Tuesday, May 8, 2012
Pigs on pasture: TGF 2012 edition
Our eight little pigs headed out of the wooden-fenced area for the first time this afternoon. They've become accustomed to the electric netting fence along the inside of one wall of the wooden fence. So today I put up one of our small net fences outside their pen and let them get out to dig some fresh ground. In the ten days that they've been here their eight little snouts have torn up every last piece of grass or edible root in the top few inches of soil. One particularly ambitious snout had been working on a hole about eighteen inches deep when I came to check on them after lunch.

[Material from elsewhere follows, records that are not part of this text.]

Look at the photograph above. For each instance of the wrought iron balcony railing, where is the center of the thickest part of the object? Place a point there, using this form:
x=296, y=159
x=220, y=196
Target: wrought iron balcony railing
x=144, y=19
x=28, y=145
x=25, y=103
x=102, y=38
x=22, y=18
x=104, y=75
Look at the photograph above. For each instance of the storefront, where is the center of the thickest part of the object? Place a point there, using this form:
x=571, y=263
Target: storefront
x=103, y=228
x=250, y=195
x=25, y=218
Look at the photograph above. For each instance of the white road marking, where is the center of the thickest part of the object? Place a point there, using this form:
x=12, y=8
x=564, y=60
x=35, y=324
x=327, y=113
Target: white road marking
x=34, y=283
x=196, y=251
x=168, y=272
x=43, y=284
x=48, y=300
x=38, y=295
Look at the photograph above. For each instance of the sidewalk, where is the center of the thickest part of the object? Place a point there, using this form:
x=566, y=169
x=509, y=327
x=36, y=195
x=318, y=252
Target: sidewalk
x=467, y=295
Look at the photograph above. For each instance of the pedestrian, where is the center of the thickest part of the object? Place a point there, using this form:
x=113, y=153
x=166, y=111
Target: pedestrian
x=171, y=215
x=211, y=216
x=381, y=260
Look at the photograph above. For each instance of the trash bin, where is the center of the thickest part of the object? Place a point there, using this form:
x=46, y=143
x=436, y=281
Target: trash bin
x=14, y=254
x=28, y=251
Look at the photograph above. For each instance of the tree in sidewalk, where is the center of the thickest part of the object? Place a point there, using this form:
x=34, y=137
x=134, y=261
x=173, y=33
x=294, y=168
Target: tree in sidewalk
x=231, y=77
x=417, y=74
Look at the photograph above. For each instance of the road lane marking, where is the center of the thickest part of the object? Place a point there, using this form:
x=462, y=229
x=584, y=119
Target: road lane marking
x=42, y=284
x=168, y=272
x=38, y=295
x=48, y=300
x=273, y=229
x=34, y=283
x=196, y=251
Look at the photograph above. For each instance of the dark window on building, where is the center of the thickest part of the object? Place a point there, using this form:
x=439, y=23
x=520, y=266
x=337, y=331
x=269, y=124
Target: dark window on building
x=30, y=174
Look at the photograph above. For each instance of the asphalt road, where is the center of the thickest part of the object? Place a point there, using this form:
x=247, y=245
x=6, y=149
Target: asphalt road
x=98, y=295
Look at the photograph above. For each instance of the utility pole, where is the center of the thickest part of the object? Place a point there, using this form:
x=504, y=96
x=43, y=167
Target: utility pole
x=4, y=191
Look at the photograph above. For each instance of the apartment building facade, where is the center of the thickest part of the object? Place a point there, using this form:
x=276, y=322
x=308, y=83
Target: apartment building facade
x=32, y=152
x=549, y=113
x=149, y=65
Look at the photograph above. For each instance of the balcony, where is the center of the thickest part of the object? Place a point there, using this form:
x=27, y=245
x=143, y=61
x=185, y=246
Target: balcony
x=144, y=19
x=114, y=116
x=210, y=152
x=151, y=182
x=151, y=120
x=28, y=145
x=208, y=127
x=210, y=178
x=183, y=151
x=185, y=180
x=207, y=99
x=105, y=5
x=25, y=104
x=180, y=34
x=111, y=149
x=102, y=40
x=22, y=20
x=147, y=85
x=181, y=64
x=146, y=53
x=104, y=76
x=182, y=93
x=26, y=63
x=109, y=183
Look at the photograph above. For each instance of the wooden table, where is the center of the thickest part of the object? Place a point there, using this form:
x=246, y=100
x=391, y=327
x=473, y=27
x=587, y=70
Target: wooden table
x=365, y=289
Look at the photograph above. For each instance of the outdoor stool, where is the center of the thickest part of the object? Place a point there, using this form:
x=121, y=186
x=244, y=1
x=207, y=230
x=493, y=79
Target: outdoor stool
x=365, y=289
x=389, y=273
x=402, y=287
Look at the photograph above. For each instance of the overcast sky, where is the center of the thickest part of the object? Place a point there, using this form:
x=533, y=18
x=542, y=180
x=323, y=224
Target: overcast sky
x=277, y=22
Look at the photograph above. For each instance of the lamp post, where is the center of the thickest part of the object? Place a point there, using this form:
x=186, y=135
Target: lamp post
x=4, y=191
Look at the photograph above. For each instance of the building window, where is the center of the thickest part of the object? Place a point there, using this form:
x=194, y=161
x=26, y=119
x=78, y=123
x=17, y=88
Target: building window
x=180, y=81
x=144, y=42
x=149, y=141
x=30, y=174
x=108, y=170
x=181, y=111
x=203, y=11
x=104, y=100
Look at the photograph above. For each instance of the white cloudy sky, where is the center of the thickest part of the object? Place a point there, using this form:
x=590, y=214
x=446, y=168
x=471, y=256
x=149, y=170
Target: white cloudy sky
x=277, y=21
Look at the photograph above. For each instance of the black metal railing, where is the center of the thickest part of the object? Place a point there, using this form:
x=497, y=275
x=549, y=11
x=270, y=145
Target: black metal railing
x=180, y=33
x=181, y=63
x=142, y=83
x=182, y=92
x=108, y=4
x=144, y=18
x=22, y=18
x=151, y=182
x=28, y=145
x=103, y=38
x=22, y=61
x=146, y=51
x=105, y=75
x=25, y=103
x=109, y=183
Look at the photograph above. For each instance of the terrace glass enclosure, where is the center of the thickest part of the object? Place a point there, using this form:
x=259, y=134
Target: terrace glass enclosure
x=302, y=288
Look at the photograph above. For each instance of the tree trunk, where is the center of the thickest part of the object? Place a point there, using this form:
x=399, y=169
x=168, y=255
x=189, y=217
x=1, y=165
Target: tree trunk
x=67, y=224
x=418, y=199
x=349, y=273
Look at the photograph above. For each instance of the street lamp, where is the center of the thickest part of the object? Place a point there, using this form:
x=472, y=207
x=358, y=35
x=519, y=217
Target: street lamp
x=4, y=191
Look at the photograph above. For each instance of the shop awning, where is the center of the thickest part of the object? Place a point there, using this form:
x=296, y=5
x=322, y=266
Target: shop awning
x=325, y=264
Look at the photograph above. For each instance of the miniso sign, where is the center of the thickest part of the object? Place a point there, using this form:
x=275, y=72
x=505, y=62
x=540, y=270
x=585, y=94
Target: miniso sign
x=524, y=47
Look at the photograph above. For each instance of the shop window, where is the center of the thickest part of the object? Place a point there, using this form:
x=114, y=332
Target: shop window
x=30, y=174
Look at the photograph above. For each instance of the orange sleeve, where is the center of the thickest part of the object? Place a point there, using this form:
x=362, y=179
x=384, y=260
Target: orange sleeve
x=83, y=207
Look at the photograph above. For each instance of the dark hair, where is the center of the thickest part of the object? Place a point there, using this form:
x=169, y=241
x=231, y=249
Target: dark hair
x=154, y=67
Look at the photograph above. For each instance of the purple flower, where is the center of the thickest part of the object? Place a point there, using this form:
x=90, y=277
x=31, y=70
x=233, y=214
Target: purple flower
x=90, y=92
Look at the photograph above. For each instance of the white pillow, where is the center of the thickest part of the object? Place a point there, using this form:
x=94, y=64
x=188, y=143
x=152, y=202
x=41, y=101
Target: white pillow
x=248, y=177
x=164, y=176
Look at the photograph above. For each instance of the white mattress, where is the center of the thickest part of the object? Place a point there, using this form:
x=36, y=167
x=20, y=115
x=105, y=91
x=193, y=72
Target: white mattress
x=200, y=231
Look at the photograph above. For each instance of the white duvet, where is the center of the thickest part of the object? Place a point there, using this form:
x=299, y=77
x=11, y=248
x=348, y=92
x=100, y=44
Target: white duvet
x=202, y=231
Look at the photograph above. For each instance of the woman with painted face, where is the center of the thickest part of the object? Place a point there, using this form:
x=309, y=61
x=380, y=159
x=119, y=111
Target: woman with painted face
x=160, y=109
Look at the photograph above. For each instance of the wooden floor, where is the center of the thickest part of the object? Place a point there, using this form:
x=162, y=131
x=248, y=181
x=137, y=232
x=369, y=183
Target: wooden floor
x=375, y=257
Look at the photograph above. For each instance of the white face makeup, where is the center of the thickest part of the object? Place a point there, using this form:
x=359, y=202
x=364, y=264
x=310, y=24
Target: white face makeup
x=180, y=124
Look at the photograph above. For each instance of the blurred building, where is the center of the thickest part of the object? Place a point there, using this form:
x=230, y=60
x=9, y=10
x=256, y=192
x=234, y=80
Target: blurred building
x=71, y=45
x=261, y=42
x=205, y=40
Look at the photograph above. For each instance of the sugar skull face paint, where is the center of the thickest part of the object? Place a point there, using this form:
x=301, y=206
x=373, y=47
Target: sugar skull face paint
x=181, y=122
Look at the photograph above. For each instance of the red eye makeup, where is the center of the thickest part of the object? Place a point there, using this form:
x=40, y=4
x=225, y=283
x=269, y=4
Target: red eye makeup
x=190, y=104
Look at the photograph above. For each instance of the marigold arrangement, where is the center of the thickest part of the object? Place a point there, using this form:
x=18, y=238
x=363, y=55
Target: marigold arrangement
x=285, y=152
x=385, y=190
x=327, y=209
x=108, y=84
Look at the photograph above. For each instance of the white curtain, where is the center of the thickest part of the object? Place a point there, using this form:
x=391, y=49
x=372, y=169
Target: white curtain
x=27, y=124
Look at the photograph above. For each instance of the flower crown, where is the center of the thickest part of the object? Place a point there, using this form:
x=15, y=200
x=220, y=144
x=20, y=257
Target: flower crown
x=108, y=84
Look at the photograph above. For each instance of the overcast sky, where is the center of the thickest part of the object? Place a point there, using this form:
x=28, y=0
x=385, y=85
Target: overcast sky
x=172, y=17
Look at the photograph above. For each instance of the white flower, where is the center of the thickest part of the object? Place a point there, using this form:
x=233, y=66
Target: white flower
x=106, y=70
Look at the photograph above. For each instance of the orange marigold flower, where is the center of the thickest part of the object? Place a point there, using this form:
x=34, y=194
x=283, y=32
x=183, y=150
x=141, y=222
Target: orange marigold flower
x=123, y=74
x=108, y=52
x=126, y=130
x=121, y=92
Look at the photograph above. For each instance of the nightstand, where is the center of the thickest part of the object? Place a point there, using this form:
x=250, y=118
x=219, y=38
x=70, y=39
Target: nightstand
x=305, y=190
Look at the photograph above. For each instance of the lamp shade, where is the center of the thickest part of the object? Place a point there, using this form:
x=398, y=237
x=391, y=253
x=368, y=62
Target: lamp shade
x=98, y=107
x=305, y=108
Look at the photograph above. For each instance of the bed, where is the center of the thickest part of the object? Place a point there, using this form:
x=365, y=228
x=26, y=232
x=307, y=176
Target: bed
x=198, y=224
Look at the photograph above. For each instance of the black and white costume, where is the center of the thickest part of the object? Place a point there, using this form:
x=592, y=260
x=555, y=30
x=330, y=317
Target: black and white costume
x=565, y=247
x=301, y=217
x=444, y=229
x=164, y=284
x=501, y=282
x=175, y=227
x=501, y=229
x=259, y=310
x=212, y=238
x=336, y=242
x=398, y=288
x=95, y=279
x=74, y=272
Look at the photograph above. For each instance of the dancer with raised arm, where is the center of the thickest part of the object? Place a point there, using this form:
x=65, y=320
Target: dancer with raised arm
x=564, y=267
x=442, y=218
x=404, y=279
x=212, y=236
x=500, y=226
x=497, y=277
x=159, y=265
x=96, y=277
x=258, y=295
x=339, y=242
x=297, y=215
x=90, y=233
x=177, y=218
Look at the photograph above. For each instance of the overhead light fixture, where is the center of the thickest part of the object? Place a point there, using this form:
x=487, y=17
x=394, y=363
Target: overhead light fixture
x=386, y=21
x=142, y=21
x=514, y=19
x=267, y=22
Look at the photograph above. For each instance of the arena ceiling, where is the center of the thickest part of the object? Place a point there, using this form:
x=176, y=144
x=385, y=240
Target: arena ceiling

Here's a few pictures of them discovering tall grass, taller than them in some places, and plowing through a section of an old wood chip pile.
I counted three who tested the new fence with their noses and one who was so engrosssed in going after a particular root that she worked her body around till her rump was pressed against the fence. I tried to warn her, but the next pulse caused a little skriek and she jumped away from the fence. I didn't feel too bad when her snout was immediately back into the ground and she just kept digging -- this time heading well away from the fence.
I worked nearby for hour or so, just to make sure all of them have learned to move away from a shock, and not charge ahead as their natural instinct seems to be... An electric net fence couldn't handle even one of these piglets if it were really inclined to charge. The piglet might get tangled for a bit, but eventually it would pull down the fence. Having them learn to stay away -- and back up when they accidently touch it -- is the only way to keep them moving around on the pasture.
In other news, Sharon got most of the peppers, plus much of the licorice and sage, planted in the greenhouse with help from her dad; meanwhile, her mom helped label the hundreds of eggplant, tomato, pepper, cucumber, flower, and herb transplants we'll have for sale at the Trumansburg Community Yard Sale on May 12 and the plant sale at the Ithaca armory on May 19. Perhaps happiest news of all: more than 600 gallons of water stockpiled for our irrigation needs, the mower is fixed, and the tomatoes have already started blossoming!